04/08/2015

04/08/2015

Audit Quality Review: Top Findings

accounting_ixbrl_consolidated_accounts In May 2015 The Financial Reporting Council published its 11th annual report on its inspection of audit quality in the UK. The FRC inspected 105 private sector audits and some of their findings should provide food for thought for Irish auditing firms in the context of a statutory legal audit.

Common issues identified

The FRC found that issues common to previous inspections continue to be identified such as:
  1. Insufficient scepticism on behalf of auditors in challenging the appropriateness of key assumptions made by audited entities surrounding the areas for example of property valuations and impairment testing.
  2. Insufficient or inappropriate audit procedures being performed to many audit areas especially common in areas such as Revenue Recognition.
  3. The failure to appropriately identify the threats and subsequent safeguards required to uphold auditor independence and inadequately communicating these to the audit committees.

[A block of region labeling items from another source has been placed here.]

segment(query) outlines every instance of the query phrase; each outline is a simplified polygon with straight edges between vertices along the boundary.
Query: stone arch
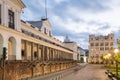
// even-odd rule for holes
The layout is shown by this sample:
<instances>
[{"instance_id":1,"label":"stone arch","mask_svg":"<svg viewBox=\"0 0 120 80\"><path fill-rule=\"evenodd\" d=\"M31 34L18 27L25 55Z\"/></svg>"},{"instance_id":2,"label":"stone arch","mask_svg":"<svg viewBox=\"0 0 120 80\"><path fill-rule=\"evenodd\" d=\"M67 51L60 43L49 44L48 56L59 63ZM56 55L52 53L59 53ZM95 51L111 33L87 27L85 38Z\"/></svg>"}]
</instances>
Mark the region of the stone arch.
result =
<instances>
[{"instance_id":1,"label":"stone arch","mask_svg":"<svg viewBox=\"0 0 120 80\"><path fill-rule=\"evenodd\" d=\"M0 34L0 58L2 57L3 48L3 36Z\"/></svg>"},{"instance_id":2,"label":"stone arch","mask_svg":"<svg viewBox=\"0 0 120 80\"><path fill-rule=\"evenodd\" d=\"M16 59L16 39L14 37L8 39L8 59Z\"/></svg>"}]
</instances>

The top 3 areas of concern

Of the 105 inspected audits in the UK, an analysis of the findings revealed that the top 3 areas of concern that resulted in the greatest number of findings were:
  1. Audit of fair value and value in use measurement of findings = 55
  2. Audit of allowance for loan losses and loan impairments of findings = 35
  3. Reporting to audit committees of findings = 26
  1. Audit of fair value and value in use measurement
This category of finding according to the FRC is largely surrounding issues relating to the audit of impairment testing and investment property valuations. The FRC feel that insufficient scepticism in challenging the appropriateness of key assumptions continues to be of concern. The FRC go on to state that ensuring the correctly qualified and experienced staff are used in assessing this audit area is critical in addressing this concern.
  1. Audit of allowances for loan losses and loan impairments
The findings in relation to this area were largely driven by prompted concerns in prior years in relation to the audit of audit clients in the banking industry. Loan loss provisions were audited to a better standard according to the FRC where audit firms had access to up-to-date specialist knowledge in IT and other similar areas.
  1. Reporting to audit committees
The FRC noted that their findings in relation to this matter generally related to inadequate communication of the planned audit approach. The FRC also went on to comment that the communication of threats and safeguards in relation to the provision of non-audit services also continues to be of concern. The above summary can be viewed in its entirety on the FRC website.